Hélion

La prose du monde

Entre dérision et gravité

Un sous-titre explicite que l’on doit au Musée d’Art Moderne à Paris pour son exposition consacrée au peintre Jean Hélion. Les Éditions du regard et Henry-Claude Cousseau s’intéressent aussi au peintre avec la publication d’un beau livre dont l’iconographie et le graphisme sont signés d’Isabelle d’Hauteville. 

Si le nom de Jean Hélion n’est pas familier du grand public, ses portraits d’homme au chapeau ou au parapluie sont eux plus connus. Pourtant cet artiste contemporain (1904-1987) aura marqué son époque. Son oeuvre exprime une grande liberté́, synthèse de l’abstraction et de la figuration. Il a apporté́ à l’histoire de l’art moderne une contribution majeure et sans équivalent.  Après une brève expérience figurative à Montmartre, il s’engage dans l’abstraction à la fin des années 20 et en devient l’un des premiers et meilleurs défenseurs à travers le monde. 10 ans plus tard, ses formes s’animent, préfigurant un retour à la figure humaine. 

Avec les surréalistes à Marseille

Dès la déclaration de la guerre, il s’engage dans l’armée française. En juin 40, il est fait prisonnier en Allemagne. Il s’en échappe en février 42 et rejoint Paris occupé. Puis il se rend à Marseille, où il croise Marcel Duchamp, Tristan Tzara et Victor Brauner, avant de s’embarquer pour les États-Unis (voir la série magnifique Transatlantique sur Netflix, qui retrace l’attente des peintres surréalistes à Marseille).

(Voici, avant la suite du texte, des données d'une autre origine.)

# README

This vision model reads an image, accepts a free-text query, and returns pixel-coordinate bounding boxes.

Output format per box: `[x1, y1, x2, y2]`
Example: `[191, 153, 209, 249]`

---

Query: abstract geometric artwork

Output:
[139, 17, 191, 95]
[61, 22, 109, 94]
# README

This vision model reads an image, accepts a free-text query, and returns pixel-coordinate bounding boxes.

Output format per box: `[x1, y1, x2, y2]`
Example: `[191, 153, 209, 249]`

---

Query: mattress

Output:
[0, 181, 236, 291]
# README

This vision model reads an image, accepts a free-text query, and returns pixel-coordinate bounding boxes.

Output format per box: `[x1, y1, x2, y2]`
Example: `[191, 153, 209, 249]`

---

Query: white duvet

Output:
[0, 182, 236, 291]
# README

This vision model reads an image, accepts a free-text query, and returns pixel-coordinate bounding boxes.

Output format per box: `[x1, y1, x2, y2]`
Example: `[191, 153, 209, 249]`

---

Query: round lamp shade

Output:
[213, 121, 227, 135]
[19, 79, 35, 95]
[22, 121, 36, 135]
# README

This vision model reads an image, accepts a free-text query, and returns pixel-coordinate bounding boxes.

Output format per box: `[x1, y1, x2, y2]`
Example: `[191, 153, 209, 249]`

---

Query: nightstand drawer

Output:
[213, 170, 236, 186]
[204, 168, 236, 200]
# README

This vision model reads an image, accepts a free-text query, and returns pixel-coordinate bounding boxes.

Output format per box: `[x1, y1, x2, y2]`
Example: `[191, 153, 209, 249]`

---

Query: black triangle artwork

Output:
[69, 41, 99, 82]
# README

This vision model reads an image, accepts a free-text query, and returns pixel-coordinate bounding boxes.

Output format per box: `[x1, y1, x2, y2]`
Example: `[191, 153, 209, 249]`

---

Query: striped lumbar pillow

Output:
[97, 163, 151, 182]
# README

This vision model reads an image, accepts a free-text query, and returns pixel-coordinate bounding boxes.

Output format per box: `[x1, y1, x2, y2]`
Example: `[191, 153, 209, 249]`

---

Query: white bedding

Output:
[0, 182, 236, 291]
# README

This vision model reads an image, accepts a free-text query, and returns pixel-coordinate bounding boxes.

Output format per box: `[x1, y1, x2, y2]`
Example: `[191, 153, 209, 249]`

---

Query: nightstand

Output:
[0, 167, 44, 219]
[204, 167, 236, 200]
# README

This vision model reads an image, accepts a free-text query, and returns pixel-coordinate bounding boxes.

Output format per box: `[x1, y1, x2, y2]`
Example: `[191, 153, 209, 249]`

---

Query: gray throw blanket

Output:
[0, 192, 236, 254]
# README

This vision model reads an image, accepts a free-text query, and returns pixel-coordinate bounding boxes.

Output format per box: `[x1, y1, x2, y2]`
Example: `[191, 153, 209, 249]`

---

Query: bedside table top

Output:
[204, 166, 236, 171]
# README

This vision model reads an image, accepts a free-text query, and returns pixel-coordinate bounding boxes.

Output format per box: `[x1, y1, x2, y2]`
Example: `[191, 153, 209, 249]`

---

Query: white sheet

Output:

C’est là qu’il rédige le récit de sa captivité, They Shall Not Have Me (1943), qui devient un best-seller. 

Installé à New York, il fait de la rue son sujet de prédilection avec ses vitrines de magasins et ses scènes de « fumeurs » (L’Allumeur, 1944), de « salueurs », de lecteurs de journaux, d’hommes au chapeau (Homme à la joue rouge, 1943) ; homme au parapluie et femme à la fenêtre (1944). Face à l’incompréhension de la critique américaine comme du public, il décide au printemps 46, de se réinstaller en France avec Pegeen Vail, fille de Peggy Guggenheim devenue son épouse. 

Confronté à l’indifférence

À son retour, il est confronté à la même indifférence, alors que l’abstraction triomphe.  Il poursuit dans la voie figurative et en explore tous les ressorts (style, sujet, technique), tout en reformulant les genres (le nu, le paysage, la nature morte, l’allégorie, la peinture d’histoire) sans jamais renier son idée de la modernité. Paris, la rue, les événements ou le quotidien sont une source d’inspiration inépuisable. Mai 68 ravive non seulement ses convictions politiques mais l’inspire, il aime les bouches de métro, les bouquinistes, les amoureux et même les pissotières… Naîtront alors les « mannequineries », les « journaleries » puis à la fin de sa vie les « suites pucières ».

Les dix dernières années, le peintre perd progressivement la vue jusqu’à devenir quasiment aveugle. Peu avant sa mort, son œuvre entremêle volontairement les motifs qui l’ont hanté depuis son enfance. Sa peinture oscille entre dérision et gravité, rêve et éblouissement.  

Jean Hélion disait d’ailleurs en 1982, « Je n’ai plus que 2/10 dans un œil.  Rien dans l’autre.  Alors, je peins pour y voir clair ».

Hélion – de Henry-Claude Cousseau – Editions du regard – 366 pages – 32 € – editions-du-regard.com

Musée d’Art Moderne à Paris – Exposition jusqu’au 18 aout 24- de 13 à 15 € et gratuit pour les moins de 18 ans.